Élève Blanquer, au piquet!

Depuis quelques jours, notre Ministre de l’Éducation nationale se répand en déclarations de plus en plus péremptoires allant toutes dans le même sens : les promoteurs de l »islamo-gauchisme », ayant infiltré entre autres milieux, l’Université, l’UNEF, le parti France Insoumise, et le journal Médiapart, seraient, pour résumer les choses, les responsables, moraux, idéologiques, de l’acte terroriste commis sur la personne de Samuel Paty. Les propos du Ministre sont tellement outranciers qu’il a réussi l’exploit de faire réagir la Conférence des Présidents d’Université (CPU), et qu’il a dû préciser ne pas viser toute l’Université, mais seulement quelques mauvais éléments infiltrés en sein, en particulier dans les sciences sociales.

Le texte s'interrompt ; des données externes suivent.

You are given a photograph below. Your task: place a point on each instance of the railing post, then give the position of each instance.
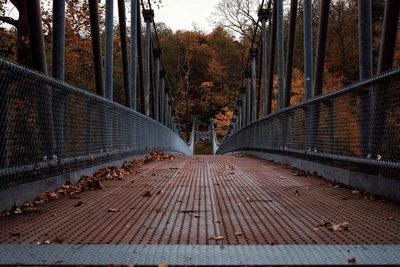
(365, 68)
(271, 63)
(124, 52)
(58, 67)
(109, 49)
(244, 105)
(263, 16)
(386, 57)
(162, 96)
(319, 73)
(134, 44)
(247, 76)
(58, 58)
(290, 48)
(253, 55)
(148, 15)
(169, 111)
(96, 46)
(239, 104)
(157, 54)
(308, 49)
(45, 111)
(281, 52)
(166, 98)
(321, 47)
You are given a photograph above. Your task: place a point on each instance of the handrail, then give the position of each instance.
(48, 127)
(335, 127)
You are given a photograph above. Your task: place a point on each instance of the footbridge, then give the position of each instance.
(87, 181)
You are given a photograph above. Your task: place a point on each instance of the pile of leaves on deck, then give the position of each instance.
(87, 183)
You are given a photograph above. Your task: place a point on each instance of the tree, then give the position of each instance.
(239, 17)
(21, 27)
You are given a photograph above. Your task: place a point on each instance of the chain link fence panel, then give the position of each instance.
(49, 128)
(357, 126)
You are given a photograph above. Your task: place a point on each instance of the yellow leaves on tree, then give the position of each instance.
(222, 122)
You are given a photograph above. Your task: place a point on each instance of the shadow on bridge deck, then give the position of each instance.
(211, 200)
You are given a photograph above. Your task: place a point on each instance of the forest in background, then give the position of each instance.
(204, 70)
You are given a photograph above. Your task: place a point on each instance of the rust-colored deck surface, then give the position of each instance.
(210, 200)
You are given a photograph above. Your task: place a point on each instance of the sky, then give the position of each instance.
(176, 14)
(183, 14)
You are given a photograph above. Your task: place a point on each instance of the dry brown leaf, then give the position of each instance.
(78, 203)
(344, 226)
(113, 210)
(58, 240)
(147, 194)
(352, 260)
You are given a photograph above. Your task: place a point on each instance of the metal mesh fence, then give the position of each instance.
(49, 128)
(359, 124)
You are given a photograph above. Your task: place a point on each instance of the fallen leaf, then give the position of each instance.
(78, 203)
(98, 185)
(147, 194)
(113, 210)
(17, 211)
(344, 226)
(352, 260)
(58, 240)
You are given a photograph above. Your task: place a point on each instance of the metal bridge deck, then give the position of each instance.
(210, 200)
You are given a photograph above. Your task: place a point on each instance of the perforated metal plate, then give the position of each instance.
(199, 255)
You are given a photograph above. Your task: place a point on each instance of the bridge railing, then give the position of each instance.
(358, 125)
(49, 128)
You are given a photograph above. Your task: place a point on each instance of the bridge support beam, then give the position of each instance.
(271, 63)
(263, 16)
(133, 63)
(244, 105)
(109, 49)
(308, 49)
(281, 52)
(157, 54)
(386, 57)
(148, 15)
(366, 68)
(58, 58)
(96, 46)
(321, 47)
(36, 36)
(290, 48)
(124, 52)
(253, 105)
(247, 77)
(58, 67)
(162, 97)
(45, 111)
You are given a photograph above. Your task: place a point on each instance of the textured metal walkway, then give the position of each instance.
(209, 200)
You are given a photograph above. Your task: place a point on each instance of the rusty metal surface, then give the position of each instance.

Ainsi le Journal du Dimanche de ce jour bien gris d’octobre 2020, il s’en prend désormais plus explicitement à « une matrice intellectuelle venue des universités américaines et des thèses intersectionnelles, qui veulent essentialiser les identités et les communautés, aux antipodes de notre modèle républicain, qui, lui, postule l’égalité des êtres humains indépendamment de leurs caractéristiques d’origine, de sexe ou de religion. C’est le terreau d’une fragmentation de notre société et d’une vision du monde qui converge avec les intérêts des islamistes ». En somme, Judith Butler et Oussama Ben Laden, même combat?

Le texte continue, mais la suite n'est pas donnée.